Over 1,000 years ago, the scattered islands of Polynesia were settled by an ancient seafaring people. Where did they come from? How did they navigate across the vast Pacific Ocean to settle one-third of Earth’s surface?
To find out, anthropologist Sam Low visited the tiny coral atoll of Satawal, in Micronesia’s remote Caroline Islands, to film Mau Piailug as he guides his canoe by using subtle signs in the waves, winds and stars. In his lofty canoe house he teaches the intricacies of this ancient sea science in a ceremony called “unfolding the mat” by arranging 32 lumps of coral to represent the points of his “star compass.”

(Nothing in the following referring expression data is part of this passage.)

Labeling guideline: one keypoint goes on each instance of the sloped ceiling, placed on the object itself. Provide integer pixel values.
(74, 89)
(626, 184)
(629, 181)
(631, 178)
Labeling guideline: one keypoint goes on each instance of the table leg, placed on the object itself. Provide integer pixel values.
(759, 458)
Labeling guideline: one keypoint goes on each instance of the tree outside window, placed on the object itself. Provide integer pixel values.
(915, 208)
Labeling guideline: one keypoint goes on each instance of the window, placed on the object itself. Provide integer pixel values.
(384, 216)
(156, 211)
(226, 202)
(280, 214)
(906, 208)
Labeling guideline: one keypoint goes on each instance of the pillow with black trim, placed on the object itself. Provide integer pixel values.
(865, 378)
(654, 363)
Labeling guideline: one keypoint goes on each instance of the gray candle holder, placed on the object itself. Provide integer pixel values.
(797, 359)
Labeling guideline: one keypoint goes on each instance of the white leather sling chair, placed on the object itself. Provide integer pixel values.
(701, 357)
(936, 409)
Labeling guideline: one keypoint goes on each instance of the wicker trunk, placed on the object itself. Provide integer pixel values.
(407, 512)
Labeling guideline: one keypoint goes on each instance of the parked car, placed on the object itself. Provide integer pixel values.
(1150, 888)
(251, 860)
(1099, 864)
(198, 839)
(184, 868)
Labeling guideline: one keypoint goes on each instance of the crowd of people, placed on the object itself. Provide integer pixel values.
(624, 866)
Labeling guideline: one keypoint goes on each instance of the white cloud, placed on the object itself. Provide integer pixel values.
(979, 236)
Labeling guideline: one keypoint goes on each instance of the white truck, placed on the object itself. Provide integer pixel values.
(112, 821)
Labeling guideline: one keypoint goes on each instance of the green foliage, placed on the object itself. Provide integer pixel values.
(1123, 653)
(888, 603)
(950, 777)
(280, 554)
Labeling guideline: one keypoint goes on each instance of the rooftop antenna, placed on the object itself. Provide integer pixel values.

Thor Heyerdahl thought Polynesia was settled from South America by voyagers who drifted aboard primitive rafts like Kon Tiki, pushed along by prevailing winds and currents. But he was wrong. The Navigators follows archeologists working on the Tahitian island of Huahine, in Fiji and Hawaii as they prove that Polynesia’s settlers forced their way against the winds and currents from Island Southeast Asia aboard large seaworthy double-hulled canoes. In a dramatic demonstration, Mau Piailug guides a replica of such a vessel, Hokule`a, from Hawaii to Tahiti – 2500 miles across the ocean without benefit of sextant, compass, or any other Western navigational instrument.